The New York Times on Sunday published a piece seeking to divine the motives of Republican opponents of escalation in Ukraine, such as Senators J.D. Vance and Josh Hawley, and Representatives Matt Gaetz and Anna Paulina Luna. The upshot was that these figures are beholden to a blinkered America First-ism that calls for “retreating from the rest of the world,” as Sen. Chris Van Hollen, a pro-war Democrat, told the paper.
So far, so humdrum. But one notable bit was the comparison between this “loud GOP minority,” as the headline framed Vance et al., and Rep. Barbara Lee, the California Democrat who in 2001 cast the lone vote against authorizing President George W. Bush to take military action after 9/11. That vote, Gaetz has suggested, makes Lee a “folk hero.” But the Times and Lee herself were quick to dash any parallels between today’s antiwar Republicans and the progressive dissidents of yesteryear.
Lee—who indeed showed tremendous courage and prescience in opposing the disastrous post-9/11 wars—told the paper that in the Ukraine war, “we see a dictatorship invading a democracy. And we need to be on the side of democracy.

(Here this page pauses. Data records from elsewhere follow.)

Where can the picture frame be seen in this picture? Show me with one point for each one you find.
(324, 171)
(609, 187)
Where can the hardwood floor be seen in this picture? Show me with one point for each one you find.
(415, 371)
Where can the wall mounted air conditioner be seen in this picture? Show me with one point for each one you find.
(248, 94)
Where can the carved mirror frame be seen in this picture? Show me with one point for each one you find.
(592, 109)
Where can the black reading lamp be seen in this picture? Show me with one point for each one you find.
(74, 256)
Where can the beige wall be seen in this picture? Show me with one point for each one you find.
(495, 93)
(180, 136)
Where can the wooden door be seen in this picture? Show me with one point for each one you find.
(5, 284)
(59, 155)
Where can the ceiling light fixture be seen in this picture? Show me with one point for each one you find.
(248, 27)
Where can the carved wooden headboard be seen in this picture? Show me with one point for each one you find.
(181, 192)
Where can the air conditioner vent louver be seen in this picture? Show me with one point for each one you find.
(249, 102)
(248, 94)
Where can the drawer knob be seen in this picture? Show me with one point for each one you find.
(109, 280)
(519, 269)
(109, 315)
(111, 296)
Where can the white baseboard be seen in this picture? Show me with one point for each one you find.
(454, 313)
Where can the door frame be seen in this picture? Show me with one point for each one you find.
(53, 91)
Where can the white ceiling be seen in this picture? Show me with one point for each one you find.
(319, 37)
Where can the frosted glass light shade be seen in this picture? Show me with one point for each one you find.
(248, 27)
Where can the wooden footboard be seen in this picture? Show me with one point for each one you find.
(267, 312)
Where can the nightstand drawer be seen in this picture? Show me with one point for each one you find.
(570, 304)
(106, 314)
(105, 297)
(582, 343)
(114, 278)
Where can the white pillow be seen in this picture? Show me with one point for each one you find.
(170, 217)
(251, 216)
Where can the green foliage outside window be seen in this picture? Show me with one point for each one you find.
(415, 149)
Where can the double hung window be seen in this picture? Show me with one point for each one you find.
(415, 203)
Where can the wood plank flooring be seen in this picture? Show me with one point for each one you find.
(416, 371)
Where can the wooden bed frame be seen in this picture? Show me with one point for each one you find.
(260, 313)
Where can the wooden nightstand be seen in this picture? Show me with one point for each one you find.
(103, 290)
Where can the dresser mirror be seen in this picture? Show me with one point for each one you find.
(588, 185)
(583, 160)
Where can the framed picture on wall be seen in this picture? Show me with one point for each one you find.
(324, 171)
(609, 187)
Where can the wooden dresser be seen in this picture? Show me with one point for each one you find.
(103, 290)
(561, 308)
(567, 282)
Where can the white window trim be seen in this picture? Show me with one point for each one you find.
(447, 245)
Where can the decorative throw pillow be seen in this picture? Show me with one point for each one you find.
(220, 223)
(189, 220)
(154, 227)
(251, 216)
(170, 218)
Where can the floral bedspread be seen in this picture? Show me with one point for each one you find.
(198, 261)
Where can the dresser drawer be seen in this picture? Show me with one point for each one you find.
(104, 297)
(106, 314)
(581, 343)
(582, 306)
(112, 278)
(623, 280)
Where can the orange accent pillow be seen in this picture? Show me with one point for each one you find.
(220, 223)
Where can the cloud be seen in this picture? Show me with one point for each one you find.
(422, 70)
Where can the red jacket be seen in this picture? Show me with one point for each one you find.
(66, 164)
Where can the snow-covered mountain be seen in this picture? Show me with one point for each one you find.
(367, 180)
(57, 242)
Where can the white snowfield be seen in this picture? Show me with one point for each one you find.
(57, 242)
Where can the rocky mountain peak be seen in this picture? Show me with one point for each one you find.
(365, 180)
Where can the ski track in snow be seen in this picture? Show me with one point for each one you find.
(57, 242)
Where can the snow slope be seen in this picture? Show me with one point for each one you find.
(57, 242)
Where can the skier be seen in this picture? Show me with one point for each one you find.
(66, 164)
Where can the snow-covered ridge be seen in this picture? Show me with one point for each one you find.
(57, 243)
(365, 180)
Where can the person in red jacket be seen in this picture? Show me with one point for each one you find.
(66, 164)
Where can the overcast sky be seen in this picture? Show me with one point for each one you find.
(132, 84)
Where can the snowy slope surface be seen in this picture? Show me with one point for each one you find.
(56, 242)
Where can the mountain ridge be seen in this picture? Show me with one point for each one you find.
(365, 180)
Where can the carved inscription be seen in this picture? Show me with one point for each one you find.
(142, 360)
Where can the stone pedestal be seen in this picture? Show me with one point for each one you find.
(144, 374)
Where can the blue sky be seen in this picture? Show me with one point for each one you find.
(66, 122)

Whenever you see innocent people being killed by a war criminal, you want to do what you can to support them.” Lee has voted with her party and most Republicans in favor of some military aid for Kiev, though in other cases she has declined to go along.
Lee did not speculate about what motivates the Republicans’ dissent. But other pro-escalation lawmakers didn’t hold back. “I just think these guys are with Trump,” averred Rep. Zoe Lofgren of California. Trump, she said, “has made clear that he supports Putin and other authoritarian leaders,” something “you saw [in] how he refused to say he wants Ukraine to win the war.” Mainstream, pro-escalation Republicans are barely more restrained when discussing the antiwar populists, especially now that they don’t have to worry about Tucker Carlson castigating them nightly on Fox News.
All this is a reminder of an obvious point: Criticizing the failed wars of the past is a much easier business than standing in the way of the current rush to war and escalation. As Lee, the recipient of many death threats after her dissenting vote, knows all too well, questioning the current war gets one branded a traitor and a stooge of global baddies and authoritarians.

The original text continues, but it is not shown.